The Arithmetic That Determines Your Latency Budget
Cache the keys and values, page the memory, batch at iteration level, speculate where possible. The mechanisms are clear. But how do you know whether your optimizations are working? Three metrics define inference performance, and confusing them is the fastest way to optimize the wrong variable.
What is the difference between inference latency, throughput, and time to first token?
Time to First Token (TTFT) measures the delay from request submission to the first output token arriving: queuing time plus prefill computation plus network latency. For chatbots, the target sits below 500 ms; for code completion, below 100 ms (BentoML Handbook). TTFT is dominated by prefill cost — longer input prompts mean longer waits, regardless of how fast your decode loop runs.
Time Per Output Token (TPOT) measures the interval between consecutive output tokens after the first. The formula: TPOT = (end-to-end latency - TTFT) / (output tokens - 1). This is the decode-phase metric, bounded by memory bandwidth — how fast the GPU reads the KV-cache per step.
Throughput measures total tokens generated per second across all concurrent requests. The optimization levers here are batching — more requests per GPU cycle — and memory efficiency — more concurrent sequences before the KV-cache overflows.

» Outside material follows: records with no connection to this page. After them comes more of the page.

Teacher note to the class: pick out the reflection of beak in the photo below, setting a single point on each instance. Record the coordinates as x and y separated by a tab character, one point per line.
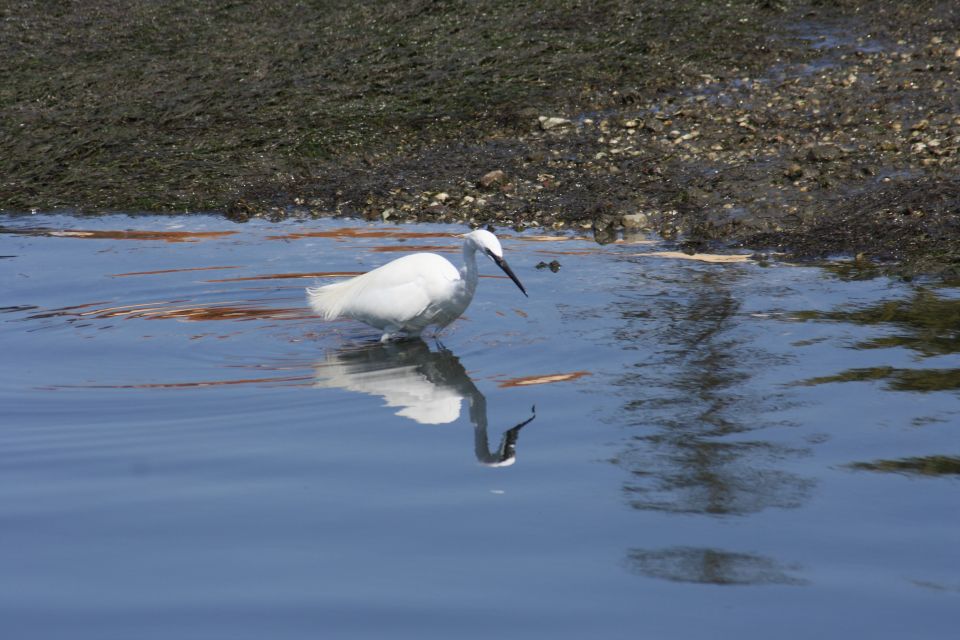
506	269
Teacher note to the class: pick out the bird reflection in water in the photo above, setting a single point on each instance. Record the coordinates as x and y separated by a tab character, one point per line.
427	386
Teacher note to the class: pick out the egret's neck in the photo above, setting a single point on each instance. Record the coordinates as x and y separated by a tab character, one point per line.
469	269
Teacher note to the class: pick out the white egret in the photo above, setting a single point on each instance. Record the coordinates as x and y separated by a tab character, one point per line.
405	296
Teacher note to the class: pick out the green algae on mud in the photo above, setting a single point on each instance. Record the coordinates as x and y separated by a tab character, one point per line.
810	127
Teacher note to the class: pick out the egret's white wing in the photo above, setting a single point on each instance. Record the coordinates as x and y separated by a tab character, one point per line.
389	295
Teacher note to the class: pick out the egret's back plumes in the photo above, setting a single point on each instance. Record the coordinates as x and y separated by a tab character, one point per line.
410	293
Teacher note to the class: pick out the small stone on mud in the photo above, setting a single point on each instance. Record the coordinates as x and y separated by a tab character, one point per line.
553	265
794	171
552	123
824	153
493	177
635	221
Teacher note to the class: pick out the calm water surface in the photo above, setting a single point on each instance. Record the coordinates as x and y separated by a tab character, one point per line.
647	447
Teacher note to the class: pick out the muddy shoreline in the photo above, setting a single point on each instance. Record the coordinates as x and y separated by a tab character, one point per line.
809	128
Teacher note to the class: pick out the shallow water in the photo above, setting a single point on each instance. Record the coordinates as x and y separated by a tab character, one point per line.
646	447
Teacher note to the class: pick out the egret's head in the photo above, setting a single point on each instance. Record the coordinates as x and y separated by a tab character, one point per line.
486	242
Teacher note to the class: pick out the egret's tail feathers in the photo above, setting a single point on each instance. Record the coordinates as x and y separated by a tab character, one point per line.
327	301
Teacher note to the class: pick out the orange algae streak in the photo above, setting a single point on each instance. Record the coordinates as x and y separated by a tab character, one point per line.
292	276
544	379
162	271
172	310
414	249
348	232
166	236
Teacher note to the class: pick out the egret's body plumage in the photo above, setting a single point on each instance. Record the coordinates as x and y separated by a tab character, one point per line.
405	296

The trap is subtle: optimizing TTFT and optimizing throughput pull in opposite directions. Lower TTFT favors dedicating GPU compute to one request’s prefill phase; higher throughput favors packing as many decode steps as possible into each cycle. Modern engines like vLLM and SGLang implement prefill-decode disaggregation precisely because these two objectives fight for the same silicon when forced to coexist.
As of March 2026, the open-source engine landscape reflects this tension. vLLM v0.18.0 ships with FlashAttention 4 and gRPC serving; SGLang v0.5.9 achieves approximately 16,200 tokens per second on H100 hardware through RadixAttention and prefill-decode separation (SGLang GitHub). TensorRT-LLM v1.2 defaults to a PyTorch backend with in-flight batching and supports speculative decoding variants including Eagle3 and Medusa. On the hardware side, Groq built an SRAM-based LPU with deterministic execution — no HBM, no memory hierarchy unpredictability — though the company was acquired by NVIDIA in December 2025 (CNBC), and the Groq 3 chip announced at GTC March 2026 with claimed 150 TB/s SRAM bandwidth is pre-release hardware shipping Q3 2026; those numbers are manufacturer claims, not independently benchmarked.

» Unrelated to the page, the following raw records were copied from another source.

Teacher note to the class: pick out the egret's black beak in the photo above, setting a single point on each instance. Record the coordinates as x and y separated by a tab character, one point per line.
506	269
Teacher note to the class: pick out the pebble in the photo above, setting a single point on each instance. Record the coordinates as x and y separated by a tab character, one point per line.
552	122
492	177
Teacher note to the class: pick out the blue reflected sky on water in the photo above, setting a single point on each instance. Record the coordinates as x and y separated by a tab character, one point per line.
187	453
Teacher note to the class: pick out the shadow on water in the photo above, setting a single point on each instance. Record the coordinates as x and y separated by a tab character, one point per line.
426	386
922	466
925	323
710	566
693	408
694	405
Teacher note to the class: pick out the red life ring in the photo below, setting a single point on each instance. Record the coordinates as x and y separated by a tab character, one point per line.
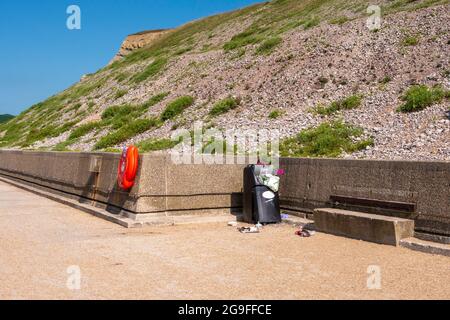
128	165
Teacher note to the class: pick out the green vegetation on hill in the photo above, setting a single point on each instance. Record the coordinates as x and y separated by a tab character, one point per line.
176	107
327	140
265	28
5	117
420	97
223	106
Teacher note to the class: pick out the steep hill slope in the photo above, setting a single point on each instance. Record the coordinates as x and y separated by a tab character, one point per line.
5	117
287	64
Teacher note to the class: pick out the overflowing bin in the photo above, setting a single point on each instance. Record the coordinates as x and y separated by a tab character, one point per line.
261	201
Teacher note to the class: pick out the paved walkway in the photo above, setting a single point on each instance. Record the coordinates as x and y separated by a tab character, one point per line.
41	239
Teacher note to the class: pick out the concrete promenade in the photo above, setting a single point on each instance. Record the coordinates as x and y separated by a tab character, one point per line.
40	239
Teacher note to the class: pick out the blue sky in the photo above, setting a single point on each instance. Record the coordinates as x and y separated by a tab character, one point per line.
39	56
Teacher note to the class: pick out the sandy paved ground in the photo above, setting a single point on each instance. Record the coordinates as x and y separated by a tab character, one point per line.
40	239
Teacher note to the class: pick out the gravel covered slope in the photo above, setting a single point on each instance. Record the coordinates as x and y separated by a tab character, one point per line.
309	67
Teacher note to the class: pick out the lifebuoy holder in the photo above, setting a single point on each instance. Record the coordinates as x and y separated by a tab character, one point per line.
128	165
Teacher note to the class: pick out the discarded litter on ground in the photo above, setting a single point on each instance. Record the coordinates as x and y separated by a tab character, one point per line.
248	229
304	233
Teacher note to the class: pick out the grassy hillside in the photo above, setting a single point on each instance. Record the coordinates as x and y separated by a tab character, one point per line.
185	76
5	117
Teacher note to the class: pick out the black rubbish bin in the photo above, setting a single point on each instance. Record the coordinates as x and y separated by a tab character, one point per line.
260	203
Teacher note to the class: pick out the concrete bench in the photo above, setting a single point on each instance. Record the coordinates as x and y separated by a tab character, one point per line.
363	226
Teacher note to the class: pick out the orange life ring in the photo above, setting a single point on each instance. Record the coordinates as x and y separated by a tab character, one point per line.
128	165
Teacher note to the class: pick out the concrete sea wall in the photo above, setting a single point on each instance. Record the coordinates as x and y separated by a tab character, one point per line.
164	188
311	183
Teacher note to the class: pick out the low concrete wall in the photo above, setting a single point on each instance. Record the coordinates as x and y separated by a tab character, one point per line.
165	188
161	186
309	183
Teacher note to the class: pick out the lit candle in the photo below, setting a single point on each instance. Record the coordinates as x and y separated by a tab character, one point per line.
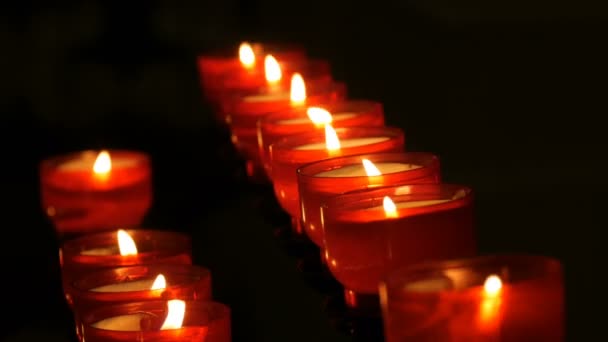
157	283
245	110
163	321
88	191
345	143
294	152
125	246
133	322
323	179
369	232
507	298
95	252
290	122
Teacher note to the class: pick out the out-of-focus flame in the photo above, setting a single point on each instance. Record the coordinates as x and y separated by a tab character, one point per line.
175	316
390	210
318	116
370	169
297	93
159	283
103	163
492	285
272	70
126	245
332	143
246	55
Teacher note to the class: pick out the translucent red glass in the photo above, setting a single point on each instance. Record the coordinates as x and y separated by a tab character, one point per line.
222	67
449	301
286	157
346	113
203	321
318	181
78	201
81	256
245	115
182	282
362	243
186	282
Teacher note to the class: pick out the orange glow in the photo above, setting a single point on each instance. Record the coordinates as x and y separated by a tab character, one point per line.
246	55
298	89
103	164
332	143
175	316
159	283
272	70
390	210
318	116
370	169
489	310
126	245
492	286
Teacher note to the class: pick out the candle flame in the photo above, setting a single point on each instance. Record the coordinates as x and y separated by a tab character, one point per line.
332	143
126	245
175	316
103	163
390	210
272	70
159	283
318	116
492	286
298	89
370	169
246	55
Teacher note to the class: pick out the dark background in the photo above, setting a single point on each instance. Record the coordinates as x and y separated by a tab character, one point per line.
510	94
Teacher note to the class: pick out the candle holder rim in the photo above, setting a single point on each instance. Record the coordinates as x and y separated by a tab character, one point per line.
551	268
199	272
309	171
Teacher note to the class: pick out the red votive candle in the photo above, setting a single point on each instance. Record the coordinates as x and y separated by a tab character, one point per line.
324	179
369	232
89	191
81	256
136	284
249	109
506	298
289	154
147	321
245	64
345	113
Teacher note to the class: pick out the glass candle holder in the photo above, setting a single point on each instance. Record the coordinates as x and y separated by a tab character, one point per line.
81	199
365	237
247	111
345	113
86	254
141	321
134	284
507	298
217	67
324	179
289	154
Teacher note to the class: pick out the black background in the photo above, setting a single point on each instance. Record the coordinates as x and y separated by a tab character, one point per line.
510	94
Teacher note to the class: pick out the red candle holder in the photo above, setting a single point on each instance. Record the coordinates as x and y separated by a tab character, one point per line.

Rule of thumb: If users complain about perceived slowness, measure TTFT first. If the finance team complains about GPU cost, measure throughput first. They are rarely the same problem.
When it breaks: KV-cache memory becomes the hard ceiling. Once the cache fills GPU memory, new requests queue regardless of available compute. Long-context models — 32K tokens and beyond — hit this wall earliest, and no amount of batching or speculative decoding solves a memory capacity constraint. The only exits are quantization, offloading to CPU memory with corresponding latency penalties, or adding GPUs.
Security & compatibility notes:
- vLLM V0 engine (BREAKING): The legacy V0 engine is deprecated; code removal is scheduled for end of June 2026. V0 was last supported in v0.9. Migrate to the V1 engine before upgrading past that version (vLLM GitHub).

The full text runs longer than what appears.